# Chain‑of‑Thought Faithfulness Experiments

This notebook reproduces the three experiments described in our research plan:

1. **Semantic space of phrase categories** via clustering + UMAP.  
2. **Contrastive components** (cPCA/CKA) contrasting hidden states with/without hints.  
3. **Linear probes** layer‑by‑layer to decode the phrase category.

Everything relies on reusable helpers in `cot_analysis/`.


In [1]:

import os, random, itertools, json, math, collections
import numpy as np
import pandas as pd
import torch

from cot_analysis.data_utils import load_segmented_completions, flat_segments
from cot_analysis.hidden_state_utils import load_model, segment_vector, layerwise_segment_vectors
from cot_analysis.visualization_utils import umap_projection, plot_umap, run_kmeans, run_hdbscan, plot_linear_probe_results


ModuleNotFoundError: No module named 'cot_analysis'

In [None]:

MODEL_NAME = "gpt2"          # adjust as needed (e.g. path to your fine‑tuned checkpoint)
DEVICE = "cuda" if torch.cuda.is_available() else "cpu"

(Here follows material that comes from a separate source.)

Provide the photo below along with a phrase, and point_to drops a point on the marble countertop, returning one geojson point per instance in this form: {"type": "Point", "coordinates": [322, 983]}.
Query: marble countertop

tokenizer, model = load_model(MODEL_NAME, DEVICE)

CATEGORIES = [
  "problem_restating",
  "knowledge_recall",
  "concept_definition",
  "quantitative_calculation",
  "logical_deduction",
  "option_elimination",
  "assumption_validation",
  "uncertainty_expression",
  "self_questioning",
  "backtracking_revision",
  "decision_confirmation",
  "answer_reporting",
]


In [None]:

# Load segmented CoTs
bg_segments  = list(flat_segments(load_segmented_completions("none")))

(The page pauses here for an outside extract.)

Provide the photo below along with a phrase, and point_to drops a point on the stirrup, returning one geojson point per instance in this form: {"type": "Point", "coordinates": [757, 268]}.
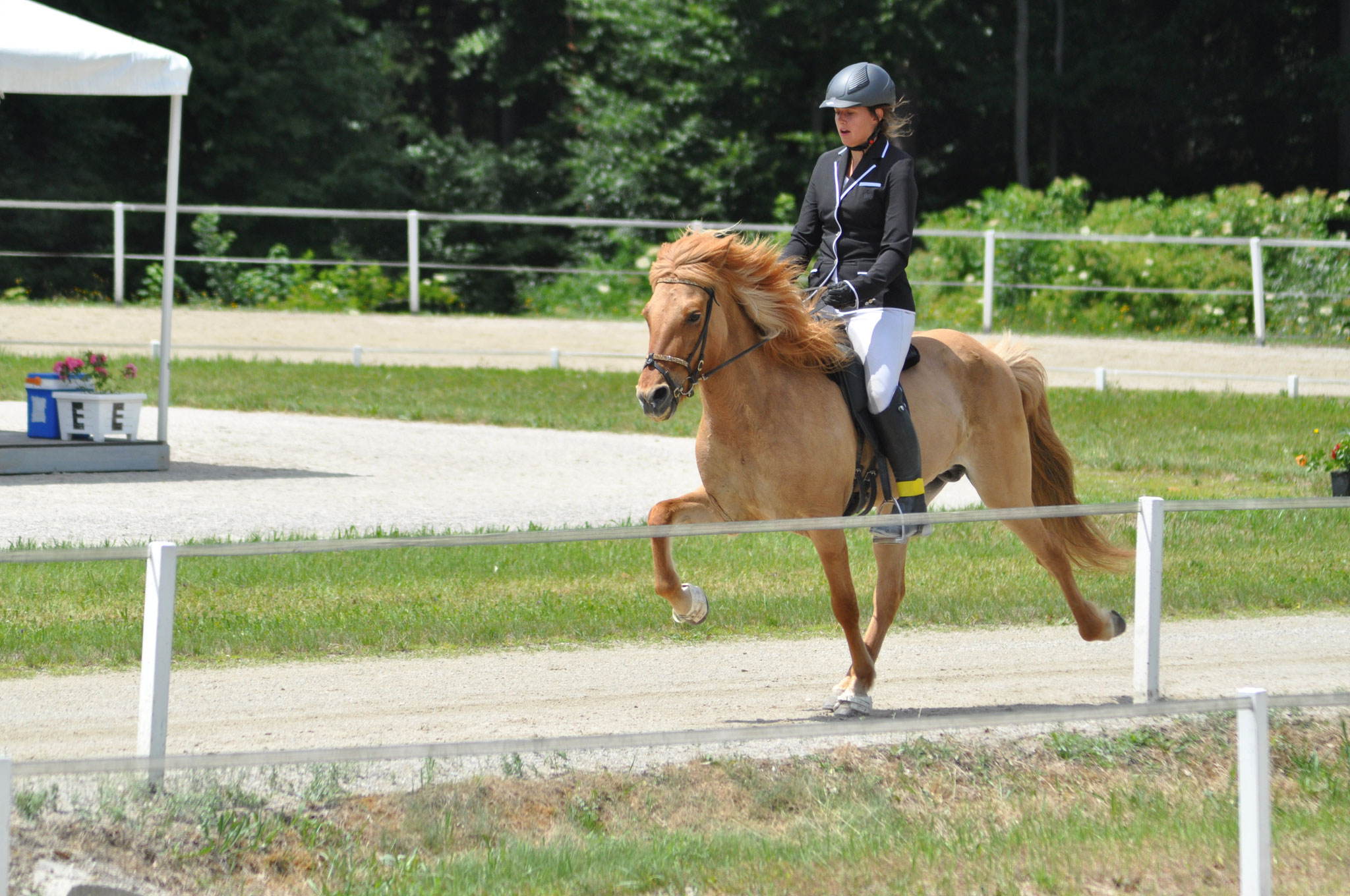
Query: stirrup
{"type": "Point", "coordinates": [901, 532]}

hint_types = ["sycophancy", "induced_urgency", "unethical_information"]
hint_segments = {
    h : list(flat_segments(load_segmented_completions(h))) for h in hint_types
}

print(f"Background segments: {len(bg_segments):,}")
for h, segs in hint_segments.items():
    print(f"{h:<22}: {len(segs):,}")


## 1 · Segment clustering and UMAP visualisation

In [None]:

# Sample (to keep runtime reasonable) and embed
SAMPLE_SIZE = 3000
random.seed(42)

sample_bg = random.sample(bg_segments, SAMPLE_SIZE)
embeddings = []
labels     = []

for seg in sample_bg:
    vec = segment_vector(seg["text"], tokenizer, model, DEVICE)
    embeddings.append(vec)
    labels.append(seg["phrase_category"])
embeddings = np.stack(embeddings)

# K‑means (can swap to HDBSCAN)
kmeans = run_kmeans(embeddings, n_clusters=len(CATEGORIES))

# UMAP projection
proj2d = umap_projection(embeddings)
plot_umap(proj2d, labels, CATEGORIES, title="UMAP of segment embeddings (background)")

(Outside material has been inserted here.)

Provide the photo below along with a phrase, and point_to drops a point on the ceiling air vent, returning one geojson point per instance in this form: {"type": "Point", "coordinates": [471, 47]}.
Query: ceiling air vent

## 2 · Contrastive PCA (no‑hint vs hint)

In [None]:

# Install cpca if missing
import importlib, subprocess, sys, pkg_resources
if importlib.util.find_spec("cpca") is None:
    subprocess.check_call([sys.executable, "-m", "pip", "install", "--quiet", "cpca"])

from cpca import CPCA

# Collect matrices
def stack_embeddings(segments, max_items=2000):
    sample = random.sample(segments, min(len(segments), max_items))
    return np.stack([segment_vector(s['text'], tokenizer, model, DEVICE) for s in sample])

X_background = stack_embeddings(bg_segments)
contrasts    = {}
for h in hint_types:
    contrasts[h] = stack_embeddings(hint_segments[h])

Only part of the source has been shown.